Capitulo 7 [Parte 4/8]

7 1 0
                                    

Jean tuvo ganas de seguirlo, pero se contuvo. ¿Para que? ¿Qué esperaba Gabriel de ella? No era su gran amor el que podría escurrirse por la alcantarilla. Tampoco su vida la que estaba en juego. ¿Y porque estaba enojado? Después de todo, ella haría lo correcto confesar la verdad a Nathan. 

― Necesitamos más servilletas ― le indicó la señora Drake desde el otro lado de la mesa del buffet. Jean asintió y fue a buscarlas a toda prisa a la cocina. Entre llevar y traer las bandejas con comida, circular en torno a los invitados y vigilar a los pacientes, estaba demasiado ocupada como para preocuparse por el extraño humor de Gabriel. 

Cuando terminó de poner en la mesa toda la comida que quedaba, fue corriendo hacia las puertas a tomar un poco de aire.
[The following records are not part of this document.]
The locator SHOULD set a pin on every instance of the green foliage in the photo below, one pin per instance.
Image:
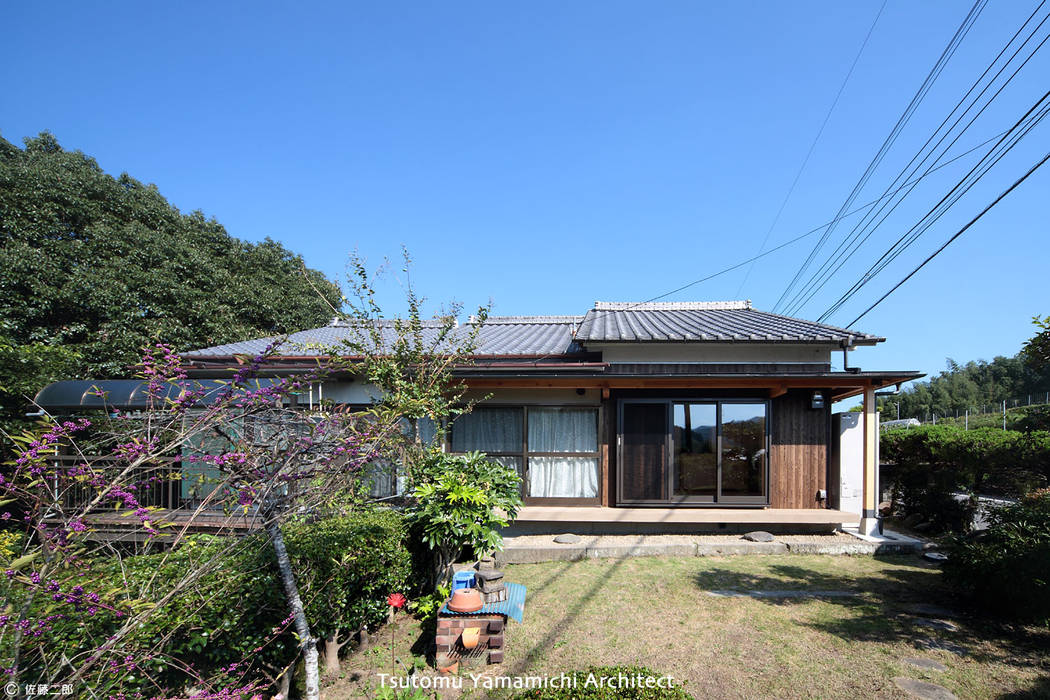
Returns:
(1025, 419)
(974, 385)
(349, 565)
(1006, 570)
(98, 267)
(935, 462)
(608, 683)
(198, 629)
(1036, 348)
(462, 502)
(411, 359)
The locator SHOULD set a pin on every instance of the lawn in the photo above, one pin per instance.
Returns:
(658, 613)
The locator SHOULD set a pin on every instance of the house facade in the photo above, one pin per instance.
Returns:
(691, 415)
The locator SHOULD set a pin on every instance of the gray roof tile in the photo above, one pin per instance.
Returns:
(722, 321)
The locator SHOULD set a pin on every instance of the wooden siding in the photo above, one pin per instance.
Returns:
(608, 439)
(798, 458)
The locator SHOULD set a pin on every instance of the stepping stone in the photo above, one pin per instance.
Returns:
(758, 535)
(782, 594)
(920, 688)
(803, 594)
(928, 664)
(929, 610)
(936, 624)
(941, 645)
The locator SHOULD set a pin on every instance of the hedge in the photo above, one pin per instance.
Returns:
(1006, 568)
(345, 568)
(935, 462)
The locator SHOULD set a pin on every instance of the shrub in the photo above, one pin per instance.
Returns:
(1006, 568)
(608, 683)
(347, 567)
(196, 632)
(461, 503)
(935, 463)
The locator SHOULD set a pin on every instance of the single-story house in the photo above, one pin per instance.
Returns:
(678, 415)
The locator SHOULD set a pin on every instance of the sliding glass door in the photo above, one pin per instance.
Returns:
(693, 452)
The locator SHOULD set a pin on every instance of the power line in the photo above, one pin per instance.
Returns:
(905, 117)
(820, 131)
(792, 240)
(949, 240)
(1012, 138)
(848, 247)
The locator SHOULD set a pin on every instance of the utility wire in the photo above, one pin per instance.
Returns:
(952, 238)
(905, 117)
(820, 131)
(788, 242)
(1011, 139)
(851, 245)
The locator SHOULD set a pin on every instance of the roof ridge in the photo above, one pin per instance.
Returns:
(740, 304)
(537, 320)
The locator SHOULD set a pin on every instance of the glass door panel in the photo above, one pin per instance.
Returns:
(643, 458)
(695, 446)
(743, 450)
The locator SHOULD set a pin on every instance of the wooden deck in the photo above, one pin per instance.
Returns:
(685, 515)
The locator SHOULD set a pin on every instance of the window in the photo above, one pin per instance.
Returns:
(553, 448)
(558, 438)
(700, 451)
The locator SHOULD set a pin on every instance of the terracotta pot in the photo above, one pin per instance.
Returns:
(470, 637)
(465, 600)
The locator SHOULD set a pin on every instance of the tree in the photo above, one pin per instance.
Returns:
(1036, 349)
(101, 266)
(412, 360)
(251, 454)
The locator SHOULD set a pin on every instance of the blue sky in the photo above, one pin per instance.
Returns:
(545, 155)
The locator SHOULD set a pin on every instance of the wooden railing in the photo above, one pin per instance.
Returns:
(155, 484)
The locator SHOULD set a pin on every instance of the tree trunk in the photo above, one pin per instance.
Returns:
(332, 648)
(443, 560)
(285, 684)
(307, 641)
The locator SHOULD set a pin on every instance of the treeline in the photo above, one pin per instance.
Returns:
(977, 385)
(92, 268)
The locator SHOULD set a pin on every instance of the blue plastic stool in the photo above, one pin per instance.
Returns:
(462, 579)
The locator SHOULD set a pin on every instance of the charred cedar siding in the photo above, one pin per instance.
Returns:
(608, 438)
(798, 455)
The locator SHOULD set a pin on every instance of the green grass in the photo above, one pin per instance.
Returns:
(654, 612)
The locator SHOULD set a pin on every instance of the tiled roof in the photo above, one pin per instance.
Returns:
(723, 321)
(500, 335)
(709, 321)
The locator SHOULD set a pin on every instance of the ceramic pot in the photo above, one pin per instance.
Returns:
(465, 600)
(470, 637)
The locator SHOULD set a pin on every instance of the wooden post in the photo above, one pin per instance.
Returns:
(868, 521)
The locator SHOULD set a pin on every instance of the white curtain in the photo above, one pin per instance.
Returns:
(488, 430)
(563, 476)
(562, 430)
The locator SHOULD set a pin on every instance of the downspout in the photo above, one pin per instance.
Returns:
(846, 346)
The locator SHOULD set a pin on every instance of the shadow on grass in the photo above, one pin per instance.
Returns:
(897, 605)
(1041, 688)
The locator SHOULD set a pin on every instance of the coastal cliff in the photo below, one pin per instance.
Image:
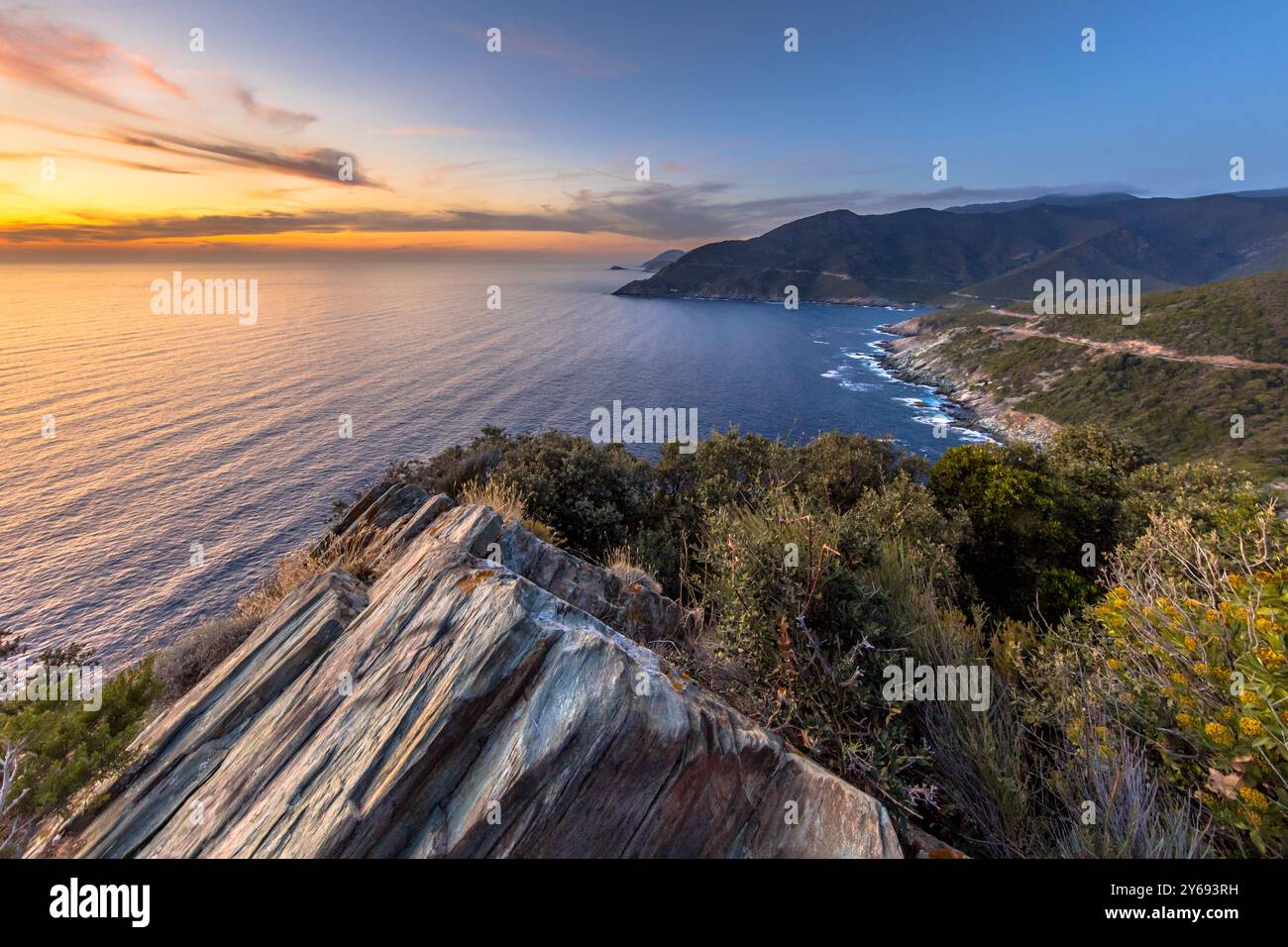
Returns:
(487, 694)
Aspiró profundo, y el aire dulce de la noche llenó sus pulmones. Oyó un ruido, como pisadas sobre el pavimento, y miró hacia afuera. 

Gabriel estaba parado, donde empezaba la terraza, con los ojos fijos en el cielo. Jean echó un vistazo hacia atrás, por encima de su hombro. Nathan y Susan conversaban con su padre. Polly y la señora Thomas se habían instalado a sus anchas en el sillón y parecían compartir una entretenida charla con su madre. Era el momento justo para escaparse sin que nadie la viera. Salió. 

Gabriel la oyó acercarse 

― Lo lamento, Princesa ― se disculpó ― No fue mi intención ser grosero contigo. 

― ¿Entonces por qué me trataste de ese modo? ― le preguntó, por curiosidad más que por enfado. 

Él se encogió de hombros. 

-¿Quién sabe? Es que a veces estoy de un humor muy particular. ― Se volvió y la miró, con una expresión ilegible bajo la luz de la luna. Talvez ni yo mismo lo sepa. 

Jean pensó en formularle unas diez preguntas distintas a la vez, pero antes de que pudiera hacerlo se oyeron las notas musicales de un ave nocturna. 

― Gabriel 

― Shh…― Le tapó los labios con un dedo. ― Escucha ― murmuró ― Empezaron a cantar las aves ― Tenía los dedos flacos y la piel fría, pero Jean no articuló palabra. 

No quería preguntarle cómo se sentía, ni por qué tenía las manos tan heladas. Sólo se quedó parada con él allí, bajo la luz de la luna. Él la atrajo hacia sí y le rodeó los hombros con el brazo. Ella le apoyó la cabeza y cerro los ojos. Permanecieron así, juntos, durante un rato, escuchando el trino de los pájaros. Jean trató de deglutir el nudo que de repente se formó en su garganta. 

El canto se hizo más potente, pues varias aves más se habían unido al coro. Gabriel le apretó el hombro y Jean sintió que las lágrimas acudían a sus ojos. Parpadeó con desesperación, no deseaba arruinar la magia con un llanto de tristeza o compasión. La luna cubría el patio con pálidos haces de luz y sombras. El aroma de los jazmines inundaba el aire. Los pájaros cantaban. 

Gabriel se moría. 

Jean temblaba, devastada de pronto por la extraña belleza de ese instante imposible. Un instante que, al desaparecer, ya nunca más podría recuperarse. Un instante robado al tiempo. Jean supo que jamás lo olvidaría. 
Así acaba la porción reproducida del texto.